Scientists at Karolinska Institutet are believed to have discovered a mechanism that controls the brain’s ability to create long-lasting memories. Also, the study may have potential importance in the future treatment of Alzheimer’s and stroke.
The ability to convert new sensory impressions into lasting memories in the brain seems to be the basis for all learning. A lot is known about the initial steps of this process i.e. those that lead to memories lasting a few hours through which altered signaling between neurons seems to cause synapses. Synapses appear to be a series of chemical changes in the connections between nerve fibers. However, very little is understood about how the chemical changes in the synapses seem to be converted into lasting memories stored in the cerebral cortex.
“We are constantly being swamped with sensory impression. After a while, the brain must decide what’s to be stored long term. It’s this mechanism for how the connections between nerve fibers are altered so as to store selected memories that we’ve been able to describe,” says lead author of the study, Professor Lars Olson.
The team of experts recently discovered that signaling by means of a receptor molecule called nogo receptor 1 (NgR1) in the nerve membrane seems to play a crucial part in this process. When nerve cells are activated, the gene for NgR1 appears to be switched off.
Moreover, they assumed that this inactivation may perhaps be essential in the creation of long-term memories. For the purpose of testing this supposition, they created mice with an extra NgR1 gene that could possibly remain active even when the normal NgR1 was switched off.
“Doing this, we found that the ability to retain something in the memory for the first 24 hours was normal in the genetically modified mice. However, two different memory tests showed that the mice had serious difficulties converting their normal short-term memories to long-term ones, the kind that last for months,” explains Professor Olson.
In order to be able to switch the extra NgR1 gene on and off, the group was observed to have attached a regulatory mechanism to the gene. Apparently, this mechanism reacted to a nontoxic additive in their drinking water.
Alexandra Karlen, one of the scientists involved in the study said that, “We know that concussion can cause someone to forget events that occurred in the week before the injury, what we call retrograde amnesia, even though they can remember events that occurred earlier than about a week before. This we believe tallies with our findings.”

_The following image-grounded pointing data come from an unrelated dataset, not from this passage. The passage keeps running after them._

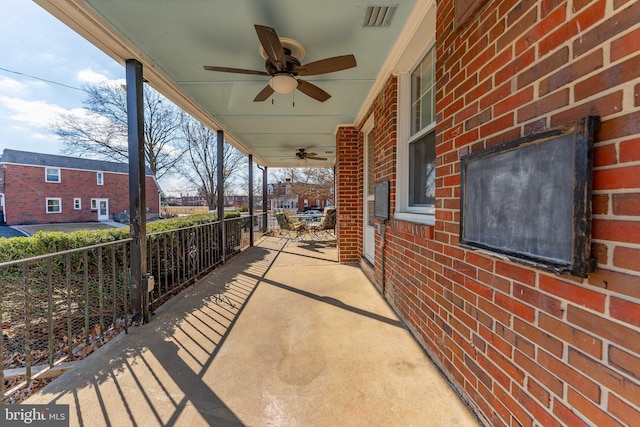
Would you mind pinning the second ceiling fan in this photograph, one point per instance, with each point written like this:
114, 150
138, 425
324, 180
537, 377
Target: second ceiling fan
283, 65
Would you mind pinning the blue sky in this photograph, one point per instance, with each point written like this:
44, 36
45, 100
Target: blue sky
35, 43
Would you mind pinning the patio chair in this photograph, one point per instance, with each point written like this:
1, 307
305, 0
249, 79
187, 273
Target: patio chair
289, 228
320, 229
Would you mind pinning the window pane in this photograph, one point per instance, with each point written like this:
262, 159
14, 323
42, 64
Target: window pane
53, 175
423, 93
53, 205
422, 171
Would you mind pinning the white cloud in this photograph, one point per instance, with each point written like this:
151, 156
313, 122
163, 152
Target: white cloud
91, 77
36, 114
13, 87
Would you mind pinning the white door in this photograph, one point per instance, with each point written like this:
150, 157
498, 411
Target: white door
369, 196
103, 209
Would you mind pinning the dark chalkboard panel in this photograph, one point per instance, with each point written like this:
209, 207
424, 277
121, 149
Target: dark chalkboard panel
530, 199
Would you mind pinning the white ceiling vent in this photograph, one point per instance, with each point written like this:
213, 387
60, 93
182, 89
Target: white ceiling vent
378, 16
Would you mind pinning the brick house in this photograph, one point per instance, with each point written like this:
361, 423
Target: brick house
40, 188
521, 345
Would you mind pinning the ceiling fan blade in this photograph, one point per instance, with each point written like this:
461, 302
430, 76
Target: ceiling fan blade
264, 94
328, 65
235, 70
272, 46
313, 91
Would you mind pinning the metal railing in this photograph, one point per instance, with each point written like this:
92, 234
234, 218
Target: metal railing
55, 305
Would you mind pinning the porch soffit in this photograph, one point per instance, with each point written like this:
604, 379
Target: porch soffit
173, 40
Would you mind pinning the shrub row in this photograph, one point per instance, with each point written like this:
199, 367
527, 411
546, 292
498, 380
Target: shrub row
42, 243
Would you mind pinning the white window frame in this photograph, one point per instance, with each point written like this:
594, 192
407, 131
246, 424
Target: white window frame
46, 175
424, 215
46, 206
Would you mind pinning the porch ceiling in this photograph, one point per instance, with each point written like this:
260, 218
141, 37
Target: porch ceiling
174, 39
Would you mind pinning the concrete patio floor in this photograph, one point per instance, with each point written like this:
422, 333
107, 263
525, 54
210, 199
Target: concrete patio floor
280, 335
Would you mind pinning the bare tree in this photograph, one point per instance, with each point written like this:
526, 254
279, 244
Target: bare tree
199, 165
316, 183
101, 132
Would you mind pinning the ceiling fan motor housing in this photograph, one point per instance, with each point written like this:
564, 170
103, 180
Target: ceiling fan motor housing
291, 64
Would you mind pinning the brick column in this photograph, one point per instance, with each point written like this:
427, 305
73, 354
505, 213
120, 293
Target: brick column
349, 195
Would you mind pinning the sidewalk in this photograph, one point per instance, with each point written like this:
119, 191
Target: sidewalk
280, 335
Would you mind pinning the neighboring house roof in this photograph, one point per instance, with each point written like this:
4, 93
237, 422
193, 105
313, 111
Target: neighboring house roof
65, 162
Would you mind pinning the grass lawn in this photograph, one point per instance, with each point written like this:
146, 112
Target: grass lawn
67, 228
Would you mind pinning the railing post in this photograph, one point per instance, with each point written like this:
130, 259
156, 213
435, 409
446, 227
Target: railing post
250, 199
137, 193
265, 201
220, 190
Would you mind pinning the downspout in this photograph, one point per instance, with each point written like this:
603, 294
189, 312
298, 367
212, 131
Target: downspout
137, 192
220, 190
250, 199
264, 198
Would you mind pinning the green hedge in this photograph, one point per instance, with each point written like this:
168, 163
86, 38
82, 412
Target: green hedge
42, 243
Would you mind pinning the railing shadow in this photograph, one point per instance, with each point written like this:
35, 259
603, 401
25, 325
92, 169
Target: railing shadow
159, 373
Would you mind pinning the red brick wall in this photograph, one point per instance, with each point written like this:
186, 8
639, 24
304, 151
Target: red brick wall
349, 194
525, 347
26, 192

Later, when the extra gene was switched off, the mice seem to have retained their normal ability to form long-term memories. By subsequently switching it off at different times after a memory-forming event, the team appears to have been able to pinpoint the effect of the NgR1 gene to the initial week after such an event.
The scientists anticipate that their findings will ultimately be of use in the development of novel treatments for memory impairments, such as those related to Alzheimer’s and stroke. Furthermore, medicines planned to target the NgR1 receptor system may possibly improve the brain’s ability to form long-term memories.
The findings of the study have been published in the journal, Proceedings of the National Academy of Sciences.